To the first the similiter was added; to the second a replication that the note was given for a good and valuable consideration, concluding to the country; and to the third two replications, first, the statute of limitations, and second, that plaintiff was the wife of defendant; that he abandoned her and her minor child, and has since failed to support her; that he also abandoned and left with her the property mentioned in said plea of set-off, and that she used the same and the proceeds in the necessary support of herself and said minor child.

We do not find in the record that any issue of fact or law was made upon either of these replications. Yet in the statement prefixed to the brief of appellant it is said that the court found for the plaintiff as to the note—that it was given for a valuable consideration and was a subsisting obligation, but also that she was indebted to the defendant as alleged in the plea of set-off, and holding that it should be allowed against her claim, rendered judgment for him. It ivas further said that this had been conceded by defendant’s counsel on the trial below and no doubt would be here. This expectation, however, was disappointed. Counsel did not so concede here nor admit that he had done so there, but argued among other points that if the court did find for the defendant on that plea such finding was well sustained by evidence.

We have no means of knowing judicially with certainty what the finding was on any of the particular issues. The record only shows, generally, that the court found for the defendant. ¡No propositions of law were submitted by either party. It must therefore be presumed that the law was properly applied to the facts by the court, sitting as a jury, unless the record affirmatively shows to the contrary. Belleville Savings Bank v. Bornman, 124 Ill. 200; Montgomery v. Black, Ibid. 57; Tibballs v. Libby, 97 Id. 552, and other cases cited in these. ¡No error is assigned on any ruling as to the admission or exclusion of evidence. Every *314one except the last, which is general—that the court erred in rendering judgment for the defendant—rests upon the assumption of a finding for the defendant on his plea of set-off.

From the fact already stated, that he did not rejoin to either replication to that plea, each concluding with a verification, and from his own testimony we would infer that the assumption was unwarranted, and from the evidence, that it was upon the second plea, which was that there was no consideration for the note.
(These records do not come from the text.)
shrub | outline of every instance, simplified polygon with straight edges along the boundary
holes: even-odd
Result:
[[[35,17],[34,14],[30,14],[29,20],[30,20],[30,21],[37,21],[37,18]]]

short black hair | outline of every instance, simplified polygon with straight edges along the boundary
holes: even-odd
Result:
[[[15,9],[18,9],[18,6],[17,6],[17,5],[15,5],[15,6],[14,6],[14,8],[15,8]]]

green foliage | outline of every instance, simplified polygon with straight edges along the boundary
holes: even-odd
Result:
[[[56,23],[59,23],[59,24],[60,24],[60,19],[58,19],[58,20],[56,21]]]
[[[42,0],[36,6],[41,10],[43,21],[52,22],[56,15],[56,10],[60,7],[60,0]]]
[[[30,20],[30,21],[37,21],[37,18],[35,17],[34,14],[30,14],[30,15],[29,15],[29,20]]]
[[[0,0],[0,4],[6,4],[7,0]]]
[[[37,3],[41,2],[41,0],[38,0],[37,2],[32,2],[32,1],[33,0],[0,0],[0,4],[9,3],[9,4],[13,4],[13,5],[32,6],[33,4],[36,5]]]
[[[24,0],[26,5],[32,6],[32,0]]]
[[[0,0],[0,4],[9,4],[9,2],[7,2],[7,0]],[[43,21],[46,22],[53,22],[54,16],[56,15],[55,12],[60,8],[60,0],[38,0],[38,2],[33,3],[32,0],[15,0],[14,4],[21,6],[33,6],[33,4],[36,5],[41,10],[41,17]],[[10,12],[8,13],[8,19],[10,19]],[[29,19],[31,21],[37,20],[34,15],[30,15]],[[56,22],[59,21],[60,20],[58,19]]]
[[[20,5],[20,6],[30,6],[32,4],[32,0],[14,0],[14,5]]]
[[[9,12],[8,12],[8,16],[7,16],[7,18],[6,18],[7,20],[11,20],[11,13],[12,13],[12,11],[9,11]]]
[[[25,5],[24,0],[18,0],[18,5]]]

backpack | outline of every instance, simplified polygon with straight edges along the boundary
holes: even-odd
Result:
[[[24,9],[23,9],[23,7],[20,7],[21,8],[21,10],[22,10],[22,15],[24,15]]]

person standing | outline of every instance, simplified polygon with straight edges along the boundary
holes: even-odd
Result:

In that view the only question would be whether there was evidence sufficient to support it; and if there was, the judgment was required, whatever may have been the view of the court as to the counter claim.

The parties were and are husband and wife, married in 1856, and having grown up children, but living unhappily together for years before the note in suit was made. They, and so far as appeared, they only, knew why it was made; and upon the question whether it was for any good or valuable consideration th.eir testimony was in direct and irreconcilable conflict. It would be useless to discuss or even state it in substance. So far as we can infer from the facts testified to by others, simply as they appear in the record, it seems to us that the reasonable inferences and probabilities are at least quite as strongly in favor of appellee’s version as of appellant’s. We must therefore defer to the finding of the judge who saw and heard the witnesses.